An object of class speMCA, with an additional item :
ratio
the within-class inertia percentage
.
Arguments
data
data frame with only categorical variables, i.e. factors
class
factor specifying the class
excl
numeric vector indicating the indexes of the "junk" categories (default is NULL). See getindexcat or use ijunk interactive function to identify these indexes. It may also be a character vector of junk categories, specified in the form "namevariable.namecategory" (for instance "gender.male").
row.w
numeric vector of row weights. If NULL (default), a vector of 1 for uniform row weights is used.
ncp
number of dimensions kept in the results (by default 5)
Author
Nicolas Robette
Details
Within-class Multiple Correspondence Analysis is a MCA where the active categories are centered on the mean of their class (i.e. conditional frequencies) instead of the overall mean (i.e. marginal frequencies).

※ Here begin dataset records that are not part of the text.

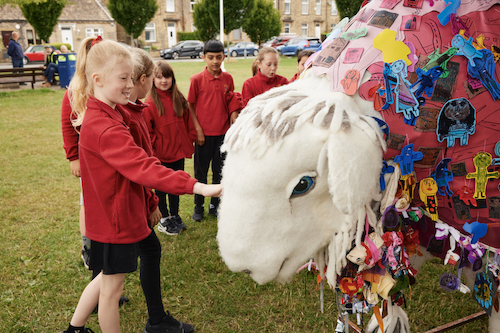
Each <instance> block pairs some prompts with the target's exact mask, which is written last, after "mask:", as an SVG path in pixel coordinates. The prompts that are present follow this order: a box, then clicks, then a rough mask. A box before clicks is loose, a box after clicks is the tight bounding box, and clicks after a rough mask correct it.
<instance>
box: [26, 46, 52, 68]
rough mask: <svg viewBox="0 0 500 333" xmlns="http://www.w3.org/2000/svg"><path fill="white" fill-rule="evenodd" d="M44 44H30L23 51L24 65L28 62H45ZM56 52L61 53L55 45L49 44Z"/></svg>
mask: <svg viewBox="0 0 500 333" xmlns="http://www.w3.org/2000/svg"><path fill="white" fill-rule="evenodd" d="M46 45H48V44H46ZM46 45H31V46H30V47H28V48H27V49H26V51H24V59H23V63H24V64H25V65H27V64H29V63H30V62H45V58H44V55H45V46H46ZM49 46H50V47H51V48H52V49H53V50H54V51H56V53H57V54H59V53H61V51H59V50H58V49H57V48H56V47H55V46H52V45H49Z"/></svg>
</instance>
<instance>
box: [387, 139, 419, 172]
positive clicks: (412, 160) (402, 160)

It is also known as "conditional MCA" and can be seen as a special case of MCA on orthogonal instrumental variables, with only one (categorical) instrumental variable.
References
Escofier B., 1990, Analyse des correspondances multiples conditionnelle, La revue de Modulad, 5, 13-28.
Lebart L., Morineau A. et Warwick K., 1984, Multivariate Descriptive Statistical Analysis, John Wiley and sons, New-York.)